El penalizador antiabortista se presenta como defensor de la vida y de hecho habla más de vida que de persona. Si no estás a favor de condenar a las que abortan estás contra la vida. El penalizador antiabortista identifica el germen con el resultado: el feto es vida. ¿También persona? Según esta lógica el óvulo fecundado (feto) es persona. Aunque quién sabe, pues los nueve meses de vida intrauterina de tal persona no son reconocidos por los antiabortistas para la edad de la jubilación. Lo cual es injusto porque si al ser aquello que va a ser, el feto sería... la encarnación de la persona perfecta. Por tanto, no puede pecar ni escaparse de casa. Todo muy claro. El resto del discurso se va en insultos. ¿Quién gana? La ambigüedad y la manipulación emocional.

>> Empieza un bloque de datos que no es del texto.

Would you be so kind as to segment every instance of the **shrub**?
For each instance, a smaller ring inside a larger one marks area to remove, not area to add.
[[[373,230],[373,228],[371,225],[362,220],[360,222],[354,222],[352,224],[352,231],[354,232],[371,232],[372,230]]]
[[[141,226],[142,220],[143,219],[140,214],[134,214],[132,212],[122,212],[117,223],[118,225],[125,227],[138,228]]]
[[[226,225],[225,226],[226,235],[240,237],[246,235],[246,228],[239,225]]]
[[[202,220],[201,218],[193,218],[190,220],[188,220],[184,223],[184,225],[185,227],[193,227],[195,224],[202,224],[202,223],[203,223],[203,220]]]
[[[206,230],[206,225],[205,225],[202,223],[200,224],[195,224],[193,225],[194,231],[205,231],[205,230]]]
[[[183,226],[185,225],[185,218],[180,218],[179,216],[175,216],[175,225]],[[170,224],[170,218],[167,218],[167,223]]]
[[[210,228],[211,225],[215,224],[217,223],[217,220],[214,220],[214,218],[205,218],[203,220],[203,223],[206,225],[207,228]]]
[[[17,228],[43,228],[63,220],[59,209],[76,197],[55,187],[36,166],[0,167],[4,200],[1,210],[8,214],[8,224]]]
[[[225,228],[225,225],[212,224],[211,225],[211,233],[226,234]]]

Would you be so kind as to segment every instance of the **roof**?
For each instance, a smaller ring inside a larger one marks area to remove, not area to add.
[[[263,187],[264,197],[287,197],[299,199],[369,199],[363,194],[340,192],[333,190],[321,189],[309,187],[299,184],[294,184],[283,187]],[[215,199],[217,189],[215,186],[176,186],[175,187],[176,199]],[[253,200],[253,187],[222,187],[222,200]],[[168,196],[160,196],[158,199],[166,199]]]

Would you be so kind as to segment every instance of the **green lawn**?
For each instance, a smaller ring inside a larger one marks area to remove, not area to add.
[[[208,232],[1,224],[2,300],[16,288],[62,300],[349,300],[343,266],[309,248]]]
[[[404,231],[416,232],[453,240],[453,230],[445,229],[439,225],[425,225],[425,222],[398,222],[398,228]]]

Estar contra el aborto es algo radicalmente distinto a defender su penalización. ¿Qué subyace en esta diferencia perversa y nada sutil que no sea la supervivencia del castigo legal que consagra el supuesto derecho de propiedad de los hombres sobre el cuerpo de las mujeres y, por extensión, sobre los hijos que ellas conciben? Sanción que de todos modos es simbólica pues difícilmente encontraremos mujeres encarceladas del millón que en México recurren anualmente al aborto o un solo médico o partera detenido entre los miles que lo practican.
La penalización del aborto desborda cualquier intento destinado a encauzar la discusión de un modo racional y solidario. En el sinuoso lenguaje del fundamentalismo religioso lo esencial es que no haya piedad con las que deciden abortar. Que haya más perdón y comprensión para los adultos que llegan a desarrollarse como verdaderos y abominables monstruos, es decir como verdaderos abortos de la sociedad, que para una joven madre que decide abortar porque exhausta y en la miseria antes de cumplir 19 años ha parido ya tres o más hijos.

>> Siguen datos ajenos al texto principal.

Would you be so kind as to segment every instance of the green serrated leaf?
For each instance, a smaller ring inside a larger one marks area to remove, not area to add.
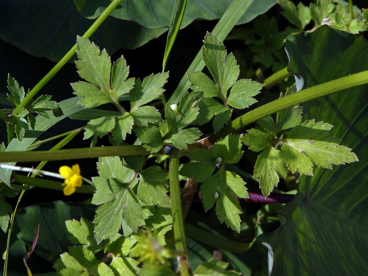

La misoginia latente en la penalización del aborto es mucho más que una aberración. Al parecer se trata de insistir en negar la capacidad moral de la mujer, de confiscar su cuerpo como vehículo de la especie, de reducirla a cáscara, estuche, envase del embrión que lleva adentro y de perpetuar la asociación entre mujer y sufrimiento. ¡Qué madre tan canalla! Pudo haber engendrado a un Einstein, a un Beethoven. Cierto público, conmovido, aplaude esta observación. Par de dudas: ¿los antiabortistas quieren que no haya abortos o que sólo sean clandestinos y peligrosos? La otra: si los obispos y los políticos pudiesen parir... ¿el aborto sería legal?